The outer body is but a vessel for the soul, a divine gift that is owned by none other than the one carrying it. If one speaks in terms of the law, safe and sound ownership of one’s own body, bodily integrity and its utmost privacy are protected collectively under the Golden Triangle of our Indian Constitution, namely Articles 14, 19 and 21, as well as several enactments by the NHRC, Ministry of Women and Child Development and other vigilant bodies in our country to ensure this basic human right is in no way infringed or trampled upon.
However, the unalienable possibility of unwarranted pain, harm or injury as to permanently damage, disfigure, dismember or cause other such harm, explained by Section 319 ‘Hurt’ in the Indian Penal Code, 1860 has existed since time immemorial. It thereby became the responsibility of lawmakers to ensure comprehensive legislations in order to eliminate the possibility as far as possible, and keep in place punitive measures for deterrence and sentencing. Hence, the ambit of ‘Hurt’ was widened to the concept of ‘Grievous Hurt’, enshrined in Section 320, Indian Penal Code, 1860.
However, there’s a glaring error in this Section is the exclusion of private parts or genitalia, grievous hurt caused to which are an invasion of privacy, liberty and the right to health unless due to medical reasons otherwise. Due to this omission, a prevalent practice in the country has time and again slipped through the legal cracks until brought to the forefront again by a 2017 PIL, Sunita Tiwari v Union of India[1], forcing the Supreme Court to look into a practice rooted in tradition by certain communities, discriminatory and endangering public health and morality by constitutional principles, genital mutilation with special reference to Female Genital Mutilation.
Annually, 6 February is celebrated as the Universal Day of Zero Tolerance for Female Genital Mutilation. According to the WHO, more than 200 million girls living today have suffered from FGM in more than 30 countries worldwide. The economic effects of treating health problems resulting from it amount to nearly $1.4 billion in 2018 for the 27 countries where FGM is conducted.
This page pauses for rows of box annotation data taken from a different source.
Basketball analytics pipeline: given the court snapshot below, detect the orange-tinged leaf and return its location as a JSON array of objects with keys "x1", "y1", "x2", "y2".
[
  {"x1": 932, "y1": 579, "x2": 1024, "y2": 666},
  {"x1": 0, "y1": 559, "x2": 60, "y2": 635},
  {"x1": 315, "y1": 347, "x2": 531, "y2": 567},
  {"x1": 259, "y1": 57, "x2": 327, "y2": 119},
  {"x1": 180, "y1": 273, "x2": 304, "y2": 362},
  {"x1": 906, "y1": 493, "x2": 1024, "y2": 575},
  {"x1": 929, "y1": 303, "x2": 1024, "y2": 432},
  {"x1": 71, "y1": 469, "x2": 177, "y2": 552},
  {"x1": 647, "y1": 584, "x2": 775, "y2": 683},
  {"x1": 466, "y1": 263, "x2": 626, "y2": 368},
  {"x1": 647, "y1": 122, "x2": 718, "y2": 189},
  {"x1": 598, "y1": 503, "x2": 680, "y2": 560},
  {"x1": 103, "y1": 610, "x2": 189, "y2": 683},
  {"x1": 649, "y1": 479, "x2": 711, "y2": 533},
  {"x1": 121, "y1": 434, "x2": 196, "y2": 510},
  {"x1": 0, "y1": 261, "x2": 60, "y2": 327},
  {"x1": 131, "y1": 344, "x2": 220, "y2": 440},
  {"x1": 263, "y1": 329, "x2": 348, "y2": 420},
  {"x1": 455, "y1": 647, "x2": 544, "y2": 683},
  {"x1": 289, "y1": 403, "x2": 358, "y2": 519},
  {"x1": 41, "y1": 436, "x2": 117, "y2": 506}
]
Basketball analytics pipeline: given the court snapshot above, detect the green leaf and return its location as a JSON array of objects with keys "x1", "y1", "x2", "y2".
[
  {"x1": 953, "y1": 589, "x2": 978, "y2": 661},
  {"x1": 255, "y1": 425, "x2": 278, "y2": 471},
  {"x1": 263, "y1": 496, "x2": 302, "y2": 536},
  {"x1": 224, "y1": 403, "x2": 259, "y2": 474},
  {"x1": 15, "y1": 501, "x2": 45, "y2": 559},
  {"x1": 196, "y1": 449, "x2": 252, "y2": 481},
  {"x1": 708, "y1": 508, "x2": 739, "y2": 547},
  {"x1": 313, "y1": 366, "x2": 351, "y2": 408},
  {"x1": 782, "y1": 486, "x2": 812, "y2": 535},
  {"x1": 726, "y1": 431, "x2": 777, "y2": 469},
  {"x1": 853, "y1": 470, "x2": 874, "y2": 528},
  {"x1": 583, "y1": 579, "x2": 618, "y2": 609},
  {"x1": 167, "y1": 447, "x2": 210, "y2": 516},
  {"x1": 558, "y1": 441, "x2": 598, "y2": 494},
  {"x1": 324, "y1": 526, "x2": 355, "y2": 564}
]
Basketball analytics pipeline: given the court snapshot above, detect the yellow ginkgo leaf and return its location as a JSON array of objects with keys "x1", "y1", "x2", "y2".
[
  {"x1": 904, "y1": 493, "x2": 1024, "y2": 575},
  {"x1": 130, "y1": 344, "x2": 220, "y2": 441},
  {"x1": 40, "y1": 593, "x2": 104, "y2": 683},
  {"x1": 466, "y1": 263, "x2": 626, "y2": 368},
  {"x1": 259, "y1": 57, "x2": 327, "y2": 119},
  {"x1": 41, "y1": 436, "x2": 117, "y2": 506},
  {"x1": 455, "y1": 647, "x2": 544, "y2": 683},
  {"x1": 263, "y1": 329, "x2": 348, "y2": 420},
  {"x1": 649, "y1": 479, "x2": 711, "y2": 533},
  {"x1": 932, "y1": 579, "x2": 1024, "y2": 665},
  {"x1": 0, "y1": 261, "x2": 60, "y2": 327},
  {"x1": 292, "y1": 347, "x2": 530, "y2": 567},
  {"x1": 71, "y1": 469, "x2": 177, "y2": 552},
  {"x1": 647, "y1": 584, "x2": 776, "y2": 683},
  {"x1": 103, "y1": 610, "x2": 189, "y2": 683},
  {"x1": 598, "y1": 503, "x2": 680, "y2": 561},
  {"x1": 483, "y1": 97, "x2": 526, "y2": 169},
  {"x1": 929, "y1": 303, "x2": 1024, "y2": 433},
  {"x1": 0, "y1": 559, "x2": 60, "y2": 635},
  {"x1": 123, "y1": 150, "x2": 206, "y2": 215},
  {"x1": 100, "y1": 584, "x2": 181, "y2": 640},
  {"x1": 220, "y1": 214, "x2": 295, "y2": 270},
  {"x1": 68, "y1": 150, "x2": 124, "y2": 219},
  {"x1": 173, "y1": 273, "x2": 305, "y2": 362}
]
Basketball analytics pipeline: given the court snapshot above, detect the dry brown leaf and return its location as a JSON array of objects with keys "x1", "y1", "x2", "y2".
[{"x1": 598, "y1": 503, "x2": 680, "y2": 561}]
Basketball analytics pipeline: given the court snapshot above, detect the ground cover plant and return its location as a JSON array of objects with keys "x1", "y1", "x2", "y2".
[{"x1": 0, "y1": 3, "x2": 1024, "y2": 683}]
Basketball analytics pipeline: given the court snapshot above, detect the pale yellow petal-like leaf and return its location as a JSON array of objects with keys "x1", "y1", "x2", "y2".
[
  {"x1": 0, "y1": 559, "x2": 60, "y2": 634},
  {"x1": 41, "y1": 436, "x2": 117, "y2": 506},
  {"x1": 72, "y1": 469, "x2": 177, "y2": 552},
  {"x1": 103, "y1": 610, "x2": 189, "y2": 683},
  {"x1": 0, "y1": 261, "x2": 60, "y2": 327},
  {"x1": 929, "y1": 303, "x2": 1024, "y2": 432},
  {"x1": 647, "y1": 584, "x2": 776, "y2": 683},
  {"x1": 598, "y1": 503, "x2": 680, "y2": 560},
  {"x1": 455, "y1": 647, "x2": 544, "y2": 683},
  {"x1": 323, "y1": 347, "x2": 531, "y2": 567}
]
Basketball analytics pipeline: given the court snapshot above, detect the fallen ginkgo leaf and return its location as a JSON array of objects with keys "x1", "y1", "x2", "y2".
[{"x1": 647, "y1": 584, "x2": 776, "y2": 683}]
If the prevalence remains the same, the amount is expected to rise up to $2.3 billion by 2047.
Female Genital Mutilation or FGM comprises of all procedures that involve the partial or total removal of the external female genitalia, or other such injury to the female genital organs for non-medical reasons. This practice of Khafz, prevalent in the Dawoodi Bohra Muslim community, was criticised during the 2018 PIL hearing, heard by a bench headed by erstwhile CJI Dipak Mishra, contending that it outraged the modesty and bodily integrity of a girl child and went against the constitutionally guaranteed Right to Privacy. However, unfortunately, prior to this petition there is non-existent documentation with respect to the practice, let alone cases fought against its eradication or safeguarding legislations.
At the international domain, the UNFPA estimates that at least 59 countries have passed laws against FGM, including the United Kingdom, Canada, Denmark, Spain, Norway, Sweden and New Zealand, with the most recent Sudanese ratification of a law criminalising FGM and whomever is found practicing it in a medical establishment or elsewhere is liable to fine and three years’ imprisonment.
In 2018, a published study by We Speak Out, a survivor-led movement, brought to light that 75% of daughters (aged seven years and above) of all respondents in the sample, from the Bohra community, were subjected to FGM/C. Many said that they experienced painful urination, physical discomfort, difficulty walking, and bleeding immediately following the procedure. They also reported unerasable psychological harm, a result of their bone-chilling experiences.